The only thing he’d enjoyed about the parade had been the bagpipes since it was the first time they were marching in front of the Emerald Society and his father’s friend Danny Condon, who’d taught him how to throw a curve ball, was playing the big bass drum for the pipers. He wanted to see his father marching with the other policemen. He recalled standing with his mother, holding her hand tight, and hearing the bagpipes way off at the other end of Fifth Avenue—their eerie sound penetrating the music of some brass band from a high school on Long Island passing in front of them—and he looked down the street, his heart beating wildly with eagerness, imagining how his green tie would be flapping if he didn’t have a chest. But he mustn’t think about that because then he’d think about Joey in Nam, his chest burst open. The sound grew louder and more insistent and he had an urge to go out and march with his father when the Emerald Society contingent reached them.
“Listen, Mom,” he’d said. “I think it’s the pipes. Listen.” And then he’d tried imitating the sound. “BNEEEE, BNEEEE, BNEEEE. I can hear them, Mom. They’re coming.”
The pipes got louder and now there were drums. He broke away from his mother and got down on his hands and knees. Through the legs of the people, he saw them marching up Fifth Avenue in their big brogans and knee socks, large bright kilts and bonnets. The sound was now deafening, the skirling going through him so that he wanted to run out into the street to join them. And then they passed by him, the piping in the marrow of his bones making his body vibrate with
something he’d never felt. He looked for his father. Row after row they came, all of them neat in their blue uniforms with their badges and ribbons and caps. And then he saw him and yelled, “Daddy, Daddy, Daddy,” and his father had smiled and winked, waved his hand and pointed Billy out to his friend Jimmy Dougherty marching next to him.
That year when the pipers played for the first time, the parade was great. All he could think about was the pipes. He’d asked what the pipes were for and people said they were for dancing and parades. The answer didn’t satisfy him. He went to his father, who said he didn’t know but he’d find out from Sergeant McDonough at the 2-3, who was one of the pipers. As with all the promises that his father made, he kept it, and after supper while Billy was doing his homework he could hear his father talking to Sergeant McDonough. “Sure, he might want to learn,” his father had said on the phone. “He’s a damn good musician. Gets it from his mother’s side, because I can’t carry a tune,” he’d said self-deprecatingly. “Sure. I’ll drive over Saturday and bring him.”

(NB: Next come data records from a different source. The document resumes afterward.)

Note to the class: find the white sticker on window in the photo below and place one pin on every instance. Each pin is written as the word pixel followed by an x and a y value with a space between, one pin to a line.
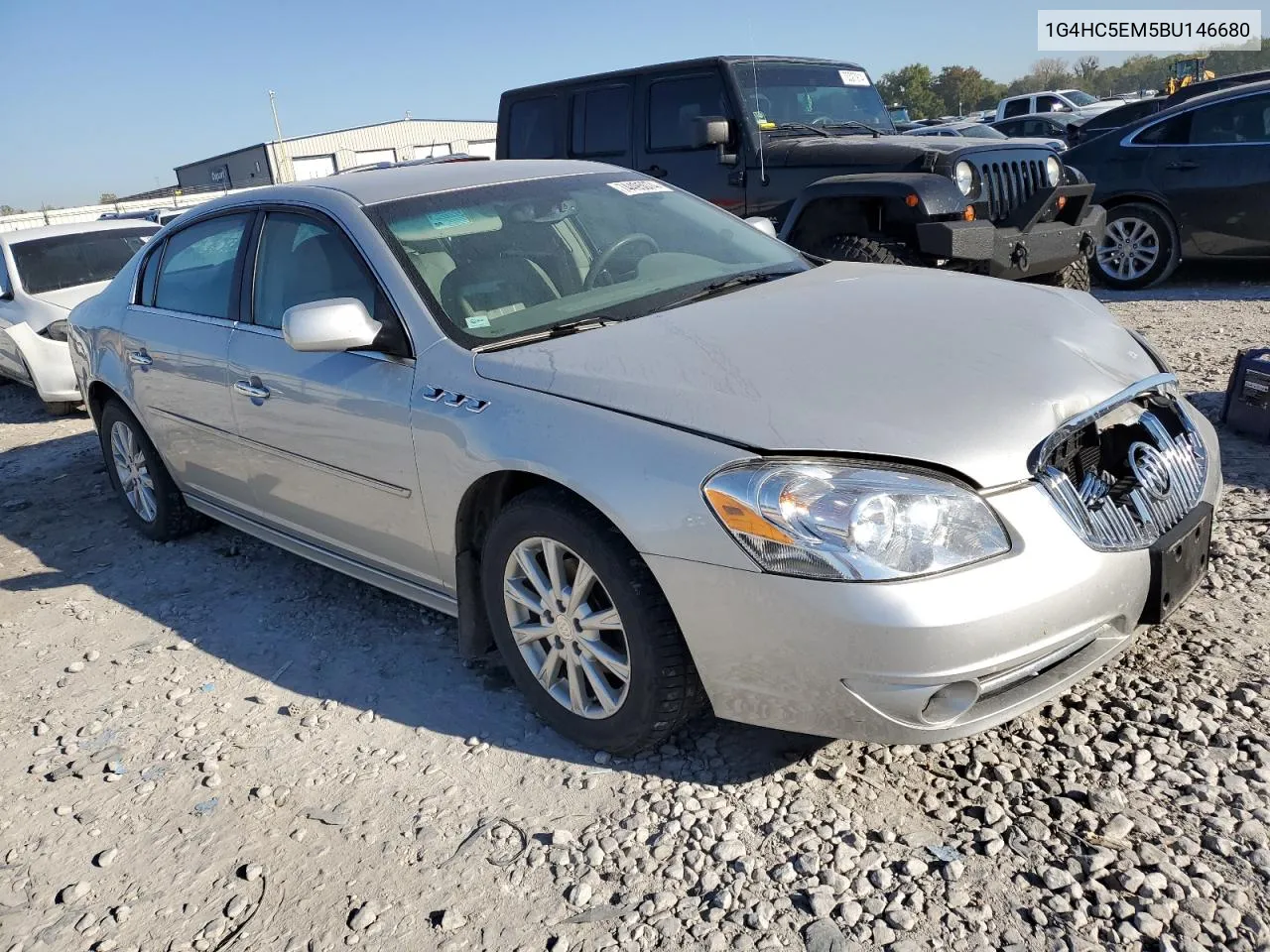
pixel 639 186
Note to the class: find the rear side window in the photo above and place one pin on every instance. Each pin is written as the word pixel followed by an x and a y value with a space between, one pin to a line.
pixel 531 128
pixel 601 121
pixel 197 272
pixel 675 104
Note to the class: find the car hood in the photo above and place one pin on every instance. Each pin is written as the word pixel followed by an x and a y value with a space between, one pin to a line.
pixel 959 371
pixel 66 298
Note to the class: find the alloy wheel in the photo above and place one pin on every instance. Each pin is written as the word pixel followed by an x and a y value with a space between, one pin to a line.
pixel 1129 249
pixel 132 470
pixel 567 629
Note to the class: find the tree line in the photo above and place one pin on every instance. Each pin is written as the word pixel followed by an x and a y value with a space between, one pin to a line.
pixel 956 90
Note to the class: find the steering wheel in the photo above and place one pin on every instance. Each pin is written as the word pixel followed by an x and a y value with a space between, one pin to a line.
pixel 607 257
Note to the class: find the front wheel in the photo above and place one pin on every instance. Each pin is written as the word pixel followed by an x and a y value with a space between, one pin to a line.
pixel 583 626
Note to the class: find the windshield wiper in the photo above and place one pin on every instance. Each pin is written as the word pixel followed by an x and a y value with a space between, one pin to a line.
pixel 557 330
pixel 737 281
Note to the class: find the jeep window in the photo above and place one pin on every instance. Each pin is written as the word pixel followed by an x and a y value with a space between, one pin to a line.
pixel 601 121
pixel 675 104
pixel 829 95
pixel 509 259
pixel 531 128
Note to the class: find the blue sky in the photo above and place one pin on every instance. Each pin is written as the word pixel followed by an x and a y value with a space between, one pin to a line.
pixel 109 95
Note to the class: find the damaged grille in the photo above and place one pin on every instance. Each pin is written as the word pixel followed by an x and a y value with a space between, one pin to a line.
pixel 1127 471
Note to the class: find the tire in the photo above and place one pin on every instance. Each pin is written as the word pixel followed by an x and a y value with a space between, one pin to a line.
pixel 1144 227
pixel 661 689
pixel 1075 276
pixel 164 515
pixel 857 248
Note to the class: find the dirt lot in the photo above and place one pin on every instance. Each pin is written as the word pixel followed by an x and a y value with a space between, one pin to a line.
pixel 255 753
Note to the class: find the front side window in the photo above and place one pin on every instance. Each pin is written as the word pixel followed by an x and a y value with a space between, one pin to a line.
pixel 1245 119
pixel 492 258
pixel 68 261
pixel 197 271
pixel 675 104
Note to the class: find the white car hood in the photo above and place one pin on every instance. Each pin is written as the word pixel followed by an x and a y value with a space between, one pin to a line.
pixel 959 371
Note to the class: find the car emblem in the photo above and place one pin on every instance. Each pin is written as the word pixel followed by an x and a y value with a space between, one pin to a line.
pixel 1151 470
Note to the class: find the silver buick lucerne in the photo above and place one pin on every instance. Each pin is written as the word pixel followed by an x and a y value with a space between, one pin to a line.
pixel 657 457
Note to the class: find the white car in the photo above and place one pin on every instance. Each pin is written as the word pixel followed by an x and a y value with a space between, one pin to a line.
pixel 44 275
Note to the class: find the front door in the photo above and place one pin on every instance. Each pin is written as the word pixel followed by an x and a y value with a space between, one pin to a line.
pixel 670 105
pixel 176 339
pixel 326 435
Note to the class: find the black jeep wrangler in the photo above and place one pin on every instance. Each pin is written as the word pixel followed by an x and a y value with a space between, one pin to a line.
pixel 810 145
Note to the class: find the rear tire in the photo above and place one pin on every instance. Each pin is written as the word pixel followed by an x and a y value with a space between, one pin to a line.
pixel 857 248
pixel 151 500
pixel 1139 248
pixel 620 642
pixel 1074 276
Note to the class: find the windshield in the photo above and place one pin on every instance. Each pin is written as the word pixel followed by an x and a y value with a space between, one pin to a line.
pixel 818 94
pixel 504 261
pixel 980 131
pixel 1079 96
pixel 67 261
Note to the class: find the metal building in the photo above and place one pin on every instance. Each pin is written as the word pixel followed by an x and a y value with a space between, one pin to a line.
pixel 314 157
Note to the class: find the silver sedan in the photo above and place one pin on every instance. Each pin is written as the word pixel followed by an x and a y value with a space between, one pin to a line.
pixel 656 457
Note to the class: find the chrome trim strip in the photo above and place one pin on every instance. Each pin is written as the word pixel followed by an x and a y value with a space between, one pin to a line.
pixel 412 590
pixel 289 456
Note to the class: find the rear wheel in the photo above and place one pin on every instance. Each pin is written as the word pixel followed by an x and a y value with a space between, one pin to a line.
pixel 154 504
pixel 583 626
pixel 1138 249
pixel 857 248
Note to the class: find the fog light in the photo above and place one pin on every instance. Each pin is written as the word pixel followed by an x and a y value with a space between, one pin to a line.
pixel 951 702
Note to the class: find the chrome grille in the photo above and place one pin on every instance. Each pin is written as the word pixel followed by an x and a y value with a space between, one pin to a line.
pixel 1125 472
pixel 1008 182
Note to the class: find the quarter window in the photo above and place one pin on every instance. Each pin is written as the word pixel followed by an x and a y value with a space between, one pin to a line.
pixel 197 272
pixel 674 107
pixel 601 121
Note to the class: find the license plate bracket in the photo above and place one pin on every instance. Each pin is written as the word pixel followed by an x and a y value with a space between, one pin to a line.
pixel 1179 560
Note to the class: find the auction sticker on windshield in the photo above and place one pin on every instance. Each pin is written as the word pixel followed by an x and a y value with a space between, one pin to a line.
pixel 639 186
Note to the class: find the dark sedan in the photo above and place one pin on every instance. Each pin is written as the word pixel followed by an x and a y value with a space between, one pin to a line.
pixel 1189 181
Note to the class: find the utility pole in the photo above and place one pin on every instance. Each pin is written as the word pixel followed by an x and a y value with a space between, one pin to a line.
pixel 278 150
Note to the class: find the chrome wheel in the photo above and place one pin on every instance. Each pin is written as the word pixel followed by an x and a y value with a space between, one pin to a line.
pixel 567 627
pixel 130 466
pixel 1129 249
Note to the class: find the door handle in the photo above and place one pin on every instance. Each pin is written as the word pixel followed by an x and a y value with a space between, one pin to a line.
pixel 248 389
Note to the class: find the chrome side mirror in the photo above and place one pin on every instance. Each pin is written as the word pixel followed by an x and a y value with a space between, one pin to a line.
pixel 331 325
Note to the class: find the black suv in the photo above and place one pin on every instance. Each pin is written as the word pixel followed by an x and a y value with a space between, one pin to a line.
pixel 810 145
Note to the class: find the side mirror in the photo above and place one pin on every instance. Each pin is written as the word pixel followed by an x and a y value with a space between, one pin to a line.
pixel 714 131
pixel 763 225
pixel 330 326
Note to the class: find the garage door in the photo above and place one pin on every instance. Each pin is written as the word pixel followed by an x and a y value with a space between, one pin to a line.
pixel 313 167
pixel 375 155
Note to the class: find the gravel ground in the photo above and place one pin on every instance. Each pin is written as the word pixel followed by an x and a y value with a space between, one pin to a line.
pixel 216 746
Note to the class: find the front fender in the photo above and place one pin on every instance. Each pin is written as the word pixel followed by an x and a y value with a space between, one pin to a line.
pixel 937 194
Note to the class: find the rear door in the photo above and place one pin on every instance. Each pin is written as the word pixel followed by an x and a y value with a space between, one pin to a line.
pixel 326 435
pixel 176 340
pixel 670 104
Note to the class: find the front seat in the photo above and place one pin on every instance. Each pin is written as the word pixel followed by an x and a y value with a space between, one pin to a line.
pixel 493 289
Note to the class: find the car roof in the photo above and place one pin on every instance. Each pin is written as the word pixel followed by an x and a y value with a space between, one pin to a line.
pixel 73 229
pixel 684 64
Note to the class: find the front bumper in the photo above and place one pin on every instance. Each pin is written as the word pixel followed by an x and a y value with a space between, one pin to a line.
pixel 866 660
pixel 1037 240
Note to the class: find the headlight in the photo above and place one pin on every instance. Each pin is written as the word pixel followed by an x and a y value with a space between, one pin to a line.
pixel 832 520
pixel 58 330
pixel 1053 171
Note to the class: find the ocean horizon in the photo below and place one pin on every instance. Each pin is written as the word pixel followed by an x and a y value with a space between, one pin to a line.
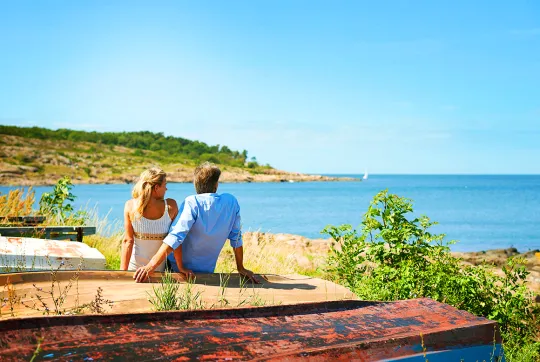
pixel 479 211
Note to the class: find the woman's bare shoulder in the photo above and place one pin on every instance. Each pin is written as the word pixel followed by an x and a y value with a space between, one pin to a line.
pixel 172 203
pixel 129 204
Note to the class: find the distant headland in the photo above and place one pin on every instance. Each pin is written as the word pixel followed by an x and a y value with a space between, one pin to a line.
pixel 32 156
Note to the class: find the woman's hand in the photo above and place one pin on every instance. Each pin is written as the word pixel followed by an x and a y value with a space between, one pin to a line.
pixel 188 274
pixel 142 274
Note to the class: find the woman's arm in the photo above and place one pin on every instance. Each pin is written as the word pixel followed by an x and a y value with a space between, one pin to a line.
pixel 239 257
pixel 127 242
pixel 143 272
pixel 188 274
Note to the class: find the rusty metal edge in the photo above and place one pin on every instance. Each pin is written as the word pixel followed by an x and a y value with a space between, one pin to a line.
pixel 407 340
pixel 221 313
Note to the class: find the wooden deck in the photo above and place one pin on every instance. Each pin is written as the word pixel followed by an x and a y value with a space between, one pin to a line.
pixel 130 297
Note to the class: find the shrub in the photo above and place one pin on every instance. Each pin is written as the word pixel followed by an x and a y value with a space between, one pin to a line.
pixel 394 256
pixel 55 204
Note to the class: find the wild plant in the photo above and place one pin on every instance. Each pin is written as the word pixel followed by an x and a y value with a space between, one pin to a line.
pixel 223 283
pixel 56 293
pixel 170 295
pixel 395 256
pixel 17 203
pixel 57 207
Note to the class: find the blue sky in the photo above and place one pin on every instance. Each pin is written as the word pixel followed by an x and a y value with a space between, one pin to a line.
pixel 309 86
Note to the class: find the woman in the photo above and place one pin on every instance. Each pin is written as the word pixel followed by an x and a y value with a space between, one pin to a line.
pixel 147 219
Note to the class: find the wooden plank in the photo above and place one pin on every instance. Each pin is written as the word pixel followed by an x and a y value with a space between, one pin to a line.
pixel 128 296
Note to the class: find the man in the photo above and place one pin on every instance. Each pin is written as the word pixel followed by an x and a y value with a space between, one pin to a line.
pixel 205 221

The following Saturday they drove out to Dan McDonough’s house in Brooklyn, and there, in the basement, were the pipes. His heart immediately began beating rapidly. He watched Dan McDonough pick up the pipes, bring the mouthpiece to his mouth, move his arm ever so slightly, and there issued from the pipes the same eerie sound as at the parade. Dan McDonough played “The Wearing of the Green,” and afterward talked about pipes. He said ones not quite like these had been at the Battle of Clontarf in the year 1040, when Brian Boru drove the Vikings from Ireland. Billy listened, wishing to hear the sound of the pipes again. “Would you like to try, Billy?” Dan McDonough said. Billy shrugged his shoulders. Dan McDonough wiped the mouthpiece, brought the pipes over and showed him how to hold them and where to place his fingers and arms so that he could manipulate the bag.